Automating Azure Synapse Analytics and Azure Analysis Services Tabular, or Power BI Dataset

Published Feb 22 2021 03:13 PM 8,739 Views
Microsoft

Writer: Derek Daniels, Senior Business Intelligence Consultant

Technical Reviewers:

  • Mark Kromer, Principal Program Manager, Azure Data Factory (Microsoft)
  • Patrick LeBlanc, Principal Program Manager, Power BI Customer Account Team (Microsoft)
  • Phil Bennett, IT Software Development Engineer (Microsoft)

 

Published: January 2021

Applies to: SQL Server Integration Services (on-premises), Azure Data Factory, Azure Synapse Analytics workspace (formerly Azure SQL DW), Azure Analysis Services and Azure Logic Apps

 

Summary

This article describes an example of how to automate an ELT (extract, load, transform) for your data warehouse and tabular model reporting solutions (AAS (Azure Analysis Services) or Power BI (PBI) dataset) within Azure Synapse Analytics workspace (/studio).  The key differentiator of this paper is that the data sits on-premises, and Azure Data Factory is prohibited (i.e. blocked) from accessing the data but, SSIS on-premises can access the data. 

 

Introduction

If you’re looking at moving your on-premises BI solution to Azure to leverage the power of Azure Synapse Analytics, but your data is hidden behind a firewall that won’t allow Azure Data Factory access, then this solution could help you.  This article will provide you with a possible Azure solution architecture design to assist you.

 

This article was created when I began my journey of moving my clients data from an on-premises 2016 SQL Server to Azure. At that time there was no one article that showed a possible end-to-end solution.  Here I’ve captured a lot the steps I took to craft my final Automated Azure self-serve BI Solution.

 

This article assumes you’ve already successfully setup and configured the following:

  1. A self-hosted IR (integration runtime)
  2. Azure Synapse Analytics workspace.  If not, you can start by going to Microsoft Docs Get Started with Azure Synapse Analytics.  Make sure database permissions are setup correctly under Manage > Security > Access Control (Secure your Synapse workspace (preview)).
    1. If you prefer YouTube videos, Advancing Analytics - The Synapse Sessions might be a good start too.
  3. Have a working SSIS (SQL Server Integration Services) environment already setup for deployment. 
  4. Built out and deployed a tabular model.  If not, there are numerous resources to assist you with this, including Microsoft Documents Lesson 1: Create a New Tabular Model Project.

 

Setup

First (if you haven’t already), download and install Azure Feature Pack for Integration Services (SSIS) for your version of SSIS.  Within this feature pack you’ll want to leverage the Flexible File Destination component to save off the data as Parquet file format in ADLS Gen. 2 (Azure Data Lake Storage Gen. 2/ Blob). The caveat with Parquet files is that they have a major dependence on Java.  This created quite the hiccup for me.  While I used Oracle's Java SE Runtime Environment, I still had to make some changes to the System Properties where the SSIS Environment sits.  I found the 11 minute YouTube video How to Install Java JDK on Windows 10 (with JAVA_HOME) (March 2020) quite helpful in setting up and validating the setup.

 

Within your new SSIS Project, you’ll need to create connections to your source system(s) and Azure Storage connection manager.

 

Extract Load Transform (ELT)

The advantage of placing the data directly from the source into Blob Storage is that it strips away any metadata type mismatch issues.  Once completed the data is transformed into a star schema to be later consumed by AAS. 

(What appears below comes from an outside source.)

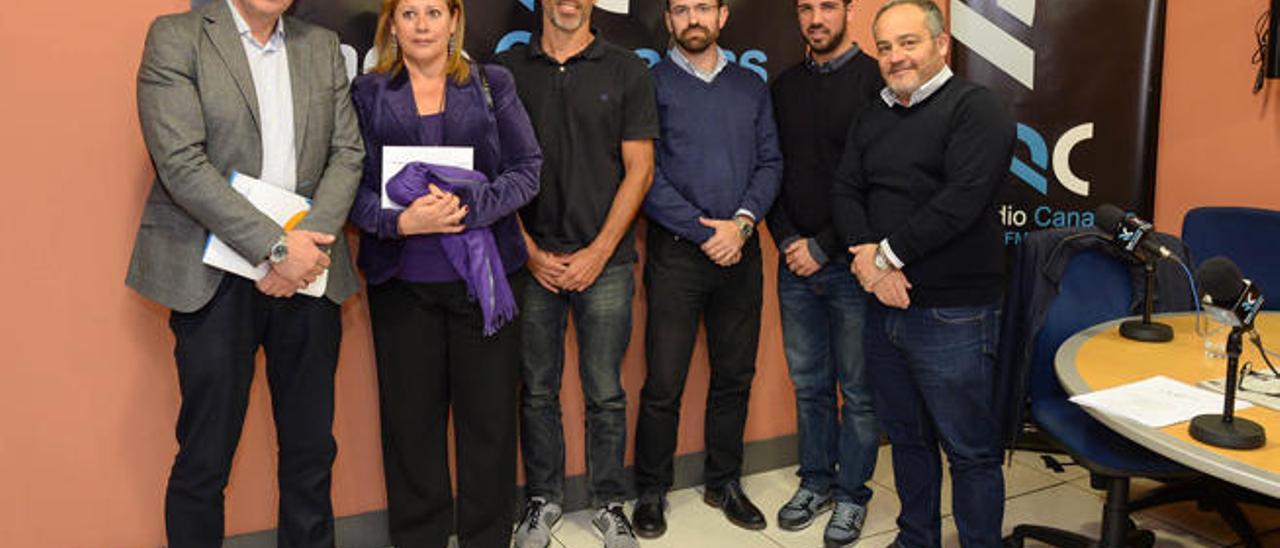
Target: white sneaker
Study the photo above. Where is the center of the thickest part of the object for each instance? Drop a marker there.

There are three primary ways to connect to a server (database engine):

  1. Windows Authentication
  2. SQL Server Authentication
  3. Azure Active Directory – Integrated

If your Data Factory can create a linked service to your data source via Windows Authentication or SQL Server Authentication, then you should be able to leverage Azure Data Factory Managed Virtual Network (preview).  If your data sources requires you to use a Service Principal, and you can use Azure Databricks (Azure Synapse Analytics workspace Notebook), then you should consider PySpark.

 

Unfortunately, my situation only allows for Azure Active Directory – Integrated, and at the time of publication of this paper, ADF doesn’t support Active Directory Integrated Authentication.  Which is why I used SSIS to pull my fact table.  However, my dimension tables are located in ADLS Gen. 2, and so I’m able to leverage PySpark.

 

Extract Load

My Source dataset is a destructive load, so my dataset must be a destructive load too.  This step pulls from two different data sources (on-premises & Azure) and allows me to call two activities simultaneously (General – Stored procedure, and Synapse – Notebook).

 

Extract Load with SSIS

I chose to use SSIS Sequence Containers for each of my data sources, and then create the Data Flow Tasks within (please see image on the right).  That way, if there was an issue with the source system it’s easier to identify.

 

The General – Stored procedure activity leverages an on-premises SSIS 2016 Data Flow Task to copy data from on-premises SQL Server (doesn’t accommodate Azure Data Factory) and paste it into a secure ADLS Gen. 2 repository. 

 

Here you have to explicitly state that you want the Flexible File Destination task to save the data as a Parquet file.  If this isn’t setup correctly (System Settings) then you won’t be able to perform this task successfully.

  • Location
    • Folder Path – this is Hadoop (/Linux) based, therefore case sensitive
    • File Name – needs to contain both file name, and file type extension (this case “.parquet”)
  • Format
    • File Format – select Parquet from the drop down

Once I deployed the package I used Tim Mitchell’s article A Better Way To Execute SSIS Packages With T-SQL (November 2016) (GitHub) to create a SP (Stored Procedure) to call and wait for completion of the SSIS Package.  This will be used in the automated data orchestration.

 

Extract Load with PySpark

Appendix A – PySpark (Python) Destructive Load contains most of the code I used to pull data from ADLS Gen 2 via PySpark.  Connecting to ADLS Gen 2 has two options depending how source data has been configured:

The next part stumped me for several weeks.  Since each time the PySpark notebook is ran, the Parquet file name keep changing in the folder path.  Thus, a dynamic naming convention needs to be leveraged.  However, once I realized I could create an external table to a folder location (not a file path) that solved my issue.  Here’s how I created my external table for DIM Currency.

 

CREATE EXTERNAL TABLE ext.DIM_Currency (

    [DIM_CurrencyId] int,

    [CurrencyCode] varchar(8000),

    [CurrencyName] varchar(8000)

    )

    WITH (

    LOCATION = '<file path>/DIM_Currency/',

    DATA_SOURCE = [dfs_core_windows_net],

    FILE_FORMAT = [SynapseParquetFormat],

    REJECT_TYPE = VALUE,

    REJECT_VALUE = 0

    )

GO

 

Extract data with Scala

Appendix B – Spark (Scala) Destructive Load  contains most of the code I used to pull data from Azure SQL Database (SQL script with table joins and filtering), and wrote the results into the ADLS Gen 2 environment.  I connected the new parquet file the same way I did with the PySpark script.

 

Extract data with Scala - Update (2/22/2021)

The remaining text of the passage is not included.